The macroeconomic pressure in 2023 was high, and the company faced the challenges of fluctuating market demand and increased competition. By business, the company's industrial control/automobile/new energy connector business achieved revenue of 2.7/122 billion yuan in 2023, which was -14.2%/+39.9%/+23.0% year-on-year respectively. The decline in the industrial control business is mainly due to leading customers introducing new suppliers in the context of high price reduction pressure, slowing down the pace of demand for new projects and new customers under economic pressure, and delays in orders due to delays in projects of newly developed strategic customers such as Siemens and Panasonic. Looking at the subregions, domestic and overseas revenue growth rates of the main business were +6.45% and -12.77%, respectively. In the 23Q4 quarter, the company achieved revenue of 119 million yuan (-3.84%) and realized net profit of 29 million yuan (-3.93%) to mother.

Overall gross margin declined by 1.24 pct year on year in 2023, mainly due to the decline in gross margin of the automobile and new energy business, which fell by 1.72/10.18 pct year on year, respectively. The obvious decline in gross margin of the new energy business is mainly due to an increase in the share of products with wiring harnesses with low gross margins. The sum of the four major cost rates is relatively stable.

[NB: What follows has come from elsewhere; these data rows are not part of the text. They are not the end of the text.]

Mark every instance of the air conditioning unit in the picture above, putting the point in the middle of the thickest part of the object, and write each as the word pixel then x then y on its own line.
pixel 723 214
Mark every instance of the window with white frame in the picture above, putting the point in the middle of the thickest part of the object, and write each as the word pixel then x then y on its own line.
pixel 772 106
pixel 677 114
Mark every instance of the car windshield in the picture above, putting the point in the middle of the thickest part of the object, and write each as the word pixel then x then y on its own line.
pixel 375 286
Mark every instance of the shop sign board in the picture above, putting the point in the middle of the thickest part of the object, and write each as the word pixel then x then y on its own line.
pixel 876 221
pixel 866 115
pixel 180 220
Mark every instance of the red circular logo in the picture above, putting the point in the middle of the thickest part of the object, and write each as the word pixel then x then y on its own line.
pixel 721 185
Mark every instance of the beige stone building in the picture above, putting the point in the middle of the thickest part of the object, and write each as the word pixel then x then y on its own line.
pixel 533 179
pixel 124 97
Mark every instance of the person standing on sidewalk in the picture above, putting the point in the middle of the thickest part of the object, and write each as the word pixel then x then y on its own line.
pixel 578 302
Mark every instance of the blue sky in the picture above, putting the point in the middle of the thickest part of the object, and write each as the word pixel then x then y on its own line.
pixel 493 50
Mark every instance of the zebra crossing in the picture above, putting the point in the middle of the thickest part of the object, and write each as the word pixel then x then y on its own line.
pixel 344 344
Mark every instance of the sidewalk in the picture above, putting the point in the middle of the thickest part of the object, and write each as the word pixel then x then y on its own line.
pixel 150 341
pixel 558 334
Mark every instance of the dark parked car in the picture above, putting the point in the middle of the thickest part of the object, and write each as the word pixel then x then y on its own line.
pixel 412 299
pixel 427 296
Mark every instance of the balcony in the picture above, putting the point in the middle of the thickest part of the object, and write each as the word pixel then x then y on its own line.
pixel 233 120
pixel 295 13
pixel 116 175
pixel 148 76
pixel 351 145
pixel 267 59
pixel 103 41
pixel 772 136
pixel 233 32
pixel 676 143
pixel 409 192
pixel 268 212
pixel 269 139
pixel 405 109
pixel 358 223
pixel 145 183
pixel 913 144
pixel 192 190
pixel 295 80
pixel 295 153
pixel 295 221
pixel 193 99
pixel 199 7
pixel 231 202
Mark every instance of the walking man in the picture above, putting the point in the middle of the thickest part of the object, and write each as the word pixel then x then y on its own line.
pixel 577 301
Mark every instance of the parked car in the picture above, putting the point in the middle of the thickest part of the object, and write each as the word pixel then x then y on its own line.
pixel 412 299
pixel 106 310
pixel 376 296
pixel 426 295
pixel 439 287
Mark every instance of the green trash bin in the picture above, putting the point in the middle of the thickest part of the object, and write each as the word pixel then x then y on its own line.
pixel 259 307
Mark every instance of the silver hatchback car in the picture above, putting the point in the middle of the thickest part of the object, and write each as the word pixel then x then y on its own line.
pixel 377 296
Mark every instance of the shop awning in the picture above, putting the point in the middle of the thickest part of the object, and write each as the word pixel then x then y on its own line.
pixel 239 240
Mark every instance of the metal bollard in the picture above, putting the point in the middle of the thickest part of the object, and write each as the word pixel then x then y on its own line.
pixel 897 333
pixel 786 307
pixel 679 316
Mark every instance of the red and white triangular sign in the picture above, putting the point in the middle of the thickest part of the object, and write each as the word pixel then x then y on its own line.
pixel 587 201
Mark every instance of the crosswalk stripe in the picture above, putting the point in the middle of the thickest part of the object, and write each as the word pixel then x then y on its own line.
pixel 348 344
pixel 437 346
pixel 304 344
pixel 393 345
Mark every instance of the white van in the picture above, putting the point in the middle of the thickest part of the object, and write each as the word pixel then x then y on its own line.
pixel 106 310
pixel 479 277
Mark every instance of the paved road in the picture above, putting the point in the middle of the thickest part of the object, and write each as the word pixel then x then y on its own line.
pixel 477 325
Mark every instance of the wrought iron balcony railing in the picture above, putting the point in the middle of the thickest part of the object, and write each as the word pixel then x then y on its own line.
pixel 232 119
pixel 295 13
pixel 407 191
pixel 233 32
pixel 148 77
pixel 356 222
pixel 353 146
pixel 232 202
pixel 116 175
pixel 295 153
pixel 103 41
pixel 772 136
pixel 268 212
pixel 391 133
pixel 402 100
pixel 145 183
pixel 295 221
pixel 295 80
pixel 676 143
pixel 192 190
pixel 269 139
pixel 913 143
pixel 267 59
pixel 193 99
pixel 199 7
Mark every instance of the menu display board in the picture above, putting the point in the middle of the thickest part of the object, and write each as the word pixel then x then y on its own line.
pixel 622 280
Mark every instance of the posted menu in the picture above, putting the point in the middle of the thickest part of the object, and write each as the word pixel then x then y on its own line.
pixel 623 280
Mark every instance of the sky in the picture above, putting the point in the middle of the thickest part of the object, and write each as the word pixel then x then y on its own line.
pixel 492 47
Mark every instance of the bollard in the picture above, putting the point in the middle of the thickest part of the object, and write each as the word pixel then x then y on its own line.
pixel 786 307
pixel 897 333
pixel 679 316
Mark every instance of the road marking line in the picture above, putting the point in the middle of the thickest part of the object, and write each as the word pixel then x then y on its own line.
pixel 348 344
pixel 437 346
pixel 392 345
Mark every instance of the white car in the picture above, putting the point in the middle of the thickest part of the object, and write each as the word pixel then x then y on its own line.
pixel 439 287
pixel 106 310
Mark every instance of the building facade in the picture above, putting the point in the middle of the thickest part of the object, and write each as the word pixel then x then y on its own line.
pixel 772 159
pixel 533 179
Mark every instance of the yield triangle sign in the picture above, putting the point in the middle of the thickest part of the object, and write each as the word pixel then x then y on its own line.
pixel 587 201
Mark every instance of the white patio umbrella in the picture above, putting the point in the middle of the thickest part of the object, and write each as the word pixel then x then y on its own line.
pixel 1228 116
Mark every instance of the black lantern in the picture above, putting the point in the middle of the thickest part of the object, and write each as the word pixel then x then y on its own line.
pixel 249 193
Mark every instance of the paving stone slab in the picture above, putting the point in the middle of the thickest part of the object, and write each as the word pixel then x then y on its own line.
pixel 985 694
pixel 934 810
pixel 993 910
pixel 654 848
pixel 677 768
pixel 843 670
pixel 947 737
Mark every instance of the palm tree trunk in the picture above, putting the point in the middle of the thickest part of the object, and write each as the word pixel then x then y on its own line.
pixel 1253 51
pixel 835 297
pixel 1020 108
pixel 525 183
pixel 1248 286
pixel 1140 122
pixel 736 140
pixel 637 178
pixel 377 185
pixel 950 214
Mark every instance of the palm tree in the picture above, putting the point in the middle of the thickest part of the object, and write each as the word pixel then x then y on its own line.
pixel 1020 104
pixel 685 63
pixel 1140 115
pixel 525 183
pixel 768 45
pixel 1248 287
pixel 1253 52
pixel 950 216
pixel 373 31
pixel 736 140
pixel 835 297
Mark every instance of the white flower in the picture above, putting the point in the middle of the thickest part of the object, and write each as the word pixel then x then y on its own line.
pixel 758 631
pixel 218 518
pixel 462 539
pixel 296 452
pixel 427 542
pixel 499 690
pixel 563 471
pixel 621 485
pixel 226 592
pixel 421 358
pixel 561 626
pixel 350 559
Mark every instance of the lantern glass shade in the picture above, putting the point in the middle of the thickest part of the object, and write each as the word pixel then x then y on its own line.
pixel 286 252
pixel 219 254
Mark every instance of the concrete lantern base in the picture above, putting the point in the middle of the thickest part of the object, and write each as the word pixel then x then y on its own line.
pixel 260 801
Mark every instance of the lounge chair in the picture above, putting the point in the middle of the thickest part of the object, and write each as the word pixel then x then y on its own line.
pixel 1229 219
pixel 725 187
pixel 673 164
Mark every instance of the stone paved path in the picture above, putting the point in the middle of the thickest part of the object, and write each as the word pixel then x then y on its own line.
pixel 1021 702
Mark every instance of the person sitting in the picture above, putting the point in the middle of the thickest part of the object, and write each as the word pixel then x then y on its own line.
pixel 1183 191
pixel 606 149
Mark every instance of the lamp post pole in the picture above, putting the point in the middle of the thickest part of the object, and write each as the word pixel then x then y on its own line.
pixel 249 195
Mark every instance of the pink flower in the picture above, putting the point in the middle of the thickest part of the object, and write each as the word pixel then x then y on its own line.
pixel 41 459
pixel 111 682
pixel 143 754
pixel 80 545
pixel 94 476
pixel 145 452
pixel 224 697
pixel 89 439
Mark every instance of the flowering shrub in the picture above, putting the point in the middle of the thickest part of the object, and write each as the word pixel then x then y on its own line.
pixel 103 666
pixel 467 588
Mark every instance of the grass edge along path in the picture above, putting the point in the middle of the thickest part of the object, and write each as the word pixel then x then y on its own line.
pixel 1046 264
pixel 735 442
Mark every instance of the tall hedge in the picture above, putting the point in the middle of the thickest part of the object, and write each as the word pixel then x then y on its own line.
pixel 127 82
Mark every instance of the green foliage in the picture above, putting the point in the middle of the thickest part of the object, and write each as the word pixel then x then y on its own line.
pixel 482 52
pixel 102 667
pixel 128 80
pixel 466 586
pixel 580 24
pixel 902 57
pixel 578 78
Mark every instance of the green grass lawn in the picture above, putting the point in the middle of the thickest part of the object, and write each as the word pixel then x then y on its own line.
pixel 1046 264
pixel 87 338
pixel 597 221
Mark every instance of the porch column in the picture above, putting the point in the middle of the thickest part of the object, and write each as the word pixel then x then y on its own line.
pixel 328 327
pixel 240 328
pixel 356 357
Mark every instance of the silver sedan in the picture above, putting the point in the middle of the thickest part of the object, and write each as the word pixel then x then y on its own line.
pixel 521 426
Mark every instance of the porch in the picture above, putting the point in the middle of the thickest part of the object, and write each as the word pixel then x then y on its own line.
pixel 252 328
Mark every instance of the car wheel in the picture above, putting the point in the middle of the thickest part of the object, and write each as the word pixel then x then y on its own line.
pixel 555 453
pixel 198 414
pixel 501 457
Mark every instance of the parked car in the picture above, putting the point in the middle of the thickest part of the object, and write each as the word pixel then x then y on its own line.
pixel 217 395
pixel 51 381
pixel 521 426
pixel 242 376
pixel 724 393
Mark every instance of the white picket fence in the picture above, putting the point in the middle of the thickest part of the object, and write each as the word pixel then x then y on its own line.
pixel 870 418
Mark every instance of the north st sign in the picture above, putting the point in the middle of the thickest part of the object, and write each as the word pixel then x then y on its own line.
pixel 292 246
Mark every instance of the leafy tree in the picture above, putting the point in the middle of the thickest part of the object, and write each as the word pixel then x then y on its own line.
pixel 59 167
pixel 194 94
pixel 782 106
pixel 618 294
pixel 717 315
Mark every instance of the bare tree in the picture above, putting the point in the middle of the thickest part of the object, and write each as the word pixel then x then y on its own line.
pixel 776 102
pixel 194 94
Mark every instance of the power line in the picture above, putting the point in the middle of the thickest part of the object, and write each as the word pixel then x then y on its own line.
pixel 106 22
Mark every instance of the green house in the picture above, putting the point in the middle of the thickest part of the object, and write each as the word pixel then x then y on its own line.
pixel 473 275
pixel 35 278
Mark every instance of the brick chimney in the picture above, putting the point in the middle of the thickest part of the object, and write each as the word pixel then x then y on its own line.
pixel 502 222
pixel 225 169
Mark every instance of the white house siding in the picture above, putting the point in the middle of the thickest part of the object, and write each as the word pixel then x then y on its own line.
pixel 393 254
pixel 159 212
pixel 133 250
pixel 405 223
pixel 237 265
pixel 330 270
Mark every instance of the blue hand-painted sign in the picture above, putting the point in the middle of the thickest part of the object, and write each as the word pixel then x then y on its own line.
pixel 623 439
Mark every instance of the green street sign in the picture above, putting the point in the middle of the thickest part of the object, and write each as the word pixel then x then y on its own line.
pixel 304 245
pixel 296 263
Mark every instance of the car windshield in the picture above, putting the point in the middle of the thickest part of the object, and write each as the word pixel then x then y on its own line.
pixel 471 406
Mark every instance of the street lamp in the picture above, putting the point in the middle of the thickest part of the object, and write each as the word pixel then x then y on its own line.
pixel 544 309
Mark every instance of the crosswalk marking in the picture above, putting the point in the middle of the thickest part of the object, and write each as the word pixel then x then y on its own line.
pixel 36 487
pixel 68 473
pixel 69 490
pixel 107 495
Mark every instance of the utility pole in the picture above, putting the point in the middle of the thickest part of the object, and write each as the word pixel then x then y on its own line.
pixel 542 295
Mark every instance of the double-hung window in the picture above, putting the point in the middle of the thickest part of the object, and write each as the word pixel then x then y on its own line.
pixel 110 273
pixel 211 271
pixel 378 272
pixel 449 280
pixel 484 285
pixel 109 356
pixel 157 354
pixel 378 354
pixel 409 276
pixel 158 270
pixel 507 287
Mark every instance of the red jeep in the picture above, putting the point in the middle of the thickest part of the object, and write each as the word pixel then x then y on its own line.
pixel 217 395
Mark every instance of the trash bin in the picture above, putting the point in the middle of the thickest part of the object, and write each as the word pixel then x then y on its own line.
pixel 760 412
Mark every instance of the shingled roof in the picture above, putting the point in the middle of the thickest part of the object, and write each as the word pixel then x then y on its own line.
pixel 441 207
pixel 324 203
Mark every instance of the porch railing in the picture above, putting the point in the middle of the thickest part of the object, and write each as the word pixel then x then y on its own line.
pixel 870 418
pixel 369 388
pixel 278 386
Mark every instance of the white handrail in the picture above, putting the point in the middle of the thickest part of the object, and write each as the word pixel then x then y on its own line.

The decline in 24Q1's revenue was mainly due to growing pressure from industrial demand and price pressure from downstream customers. The 24Q1 gross profit margin was 37.06%, down 4.80 pcts year on year and 6.52 pct month on month. The decline in gross margin was affected by the double pressure of rising prices of raw materials such as upstream gold and copper, as well as fierce competition in product prices. Looking ahead to 24Q2, the company's plant relocation and commissioning will require factory re-inspection before shipping, which may affect short-term inventory, shipping pace, and depreciation costs. Overall revenue is expected to be stable throughout 2024, and the automotive and new energy business is expected to maintain rapid growth under pressure on the industrial side. The growth in the automotive business was mainly due to an increase in the share of leading customers, a steep rise in order delivery from more customers, and accelerated shipments of high-speed connector products.

Investment advice: The company's net profit for 2024-2026 is expected to be 1.00/133/178 million yuan, corresponding PE is 43/33/24X, respectively, maintaining a “buy” rating.

Risk warning: Market competition intensifies; market demand falls short of expectations; high pressure on customers to cut prices.

The translation is provided by third-party software.